Helen Jane Waddell was born in Tokyo on 31 May 1889, the youngest of ten children of Reverend Hugh Waddell and Jane Martin. At age two, she returned to Belfast with her mother, who soon died of typhoid. Her father remarried and brought the youngest children back to Japan, where Helen spent an enchanted childhood. ‘The richest thing in my life has been Japan – outside books,’ she wrote. The family returned to Belfast in 1900, but within months, her father died. The loss deeply affected Helen, making her retreat into herself.


She attended Victoria College, Belfast, an academically rigorous school for girls. When her father died, Helen’s brothers financed her education, though her ability was recognized early. According to family lore, the school’s founder, Margaret Byers, placed her hand on Helen’s shoulder and declared, ‘This one I will educate for nothing.’ Two of Helen’s closest friends at Victoria, Meta Fleming and Helen Ritchie Forbes, would attend Queen’s with her, while another, Cathleen Nesbitt, later became a famous actress.

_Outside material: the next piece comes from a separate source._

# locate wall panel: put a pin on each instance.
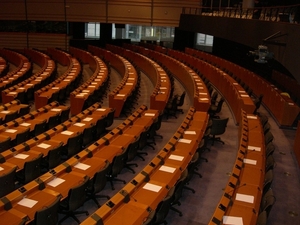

Helen’s home life was restrictive. She lived with her stepmother in a narrow terraced house in Belfast, where strict Presbyterian values ruled. Education was essential since the girls, like the boys, would need to support themselves. Helen’s older sister Margaret studied at Victoria College’s University House before marrying J. D. Martin, a Presbyterian minister. When Margaret moved to Kilmacrew House, seventeen-year-old Helen was left alone with her stepmother.


Maude Violet Clarke was born in Belfast on 7 May 1892, the only daughter of Reverend Richard James Clarke and Anne Jessop. When she was young, the family moved to Coole Glebe, a peaceful but isolated rectory outside Belfast. The house, rich in books and overlooking Belfast Lough, fostered a deep love of learning. However, its isolation left Maude feeling lonely. She found solace in her brothers, animals—including a pet ram and a peacock named Shah—and occasional adventures, like an unsuccessful attempt to be ‘kidnapped’ by gypsies.


Maude had a fascination with fire and, by age ten, had set the house ablaze twice. Despite her mischievous streak, she grew up in an intellectual household where conversation flourished. Helen later called it ‘the only house I know where one really talks at meals.’ The Clarke family was ‘desperately untidy, desperately bookish, and uncommonly cheerful,’ but they carried their own struggles. Maude’s childhood was overshadowed by her mother’s mental illness, which Helen described as ‘a strange egotistical sort of insanity.’


Maude attended Belfast Royal Academy and was tutored in Latin and Greek by her father. At thirteen, she was sent to board at Alexandra College in Dublin, a school known for its rigorous education. Like Victoria College, it aimed to prepare girls for university. In October 1910, Maude enrolled at Queen’s University Belfast.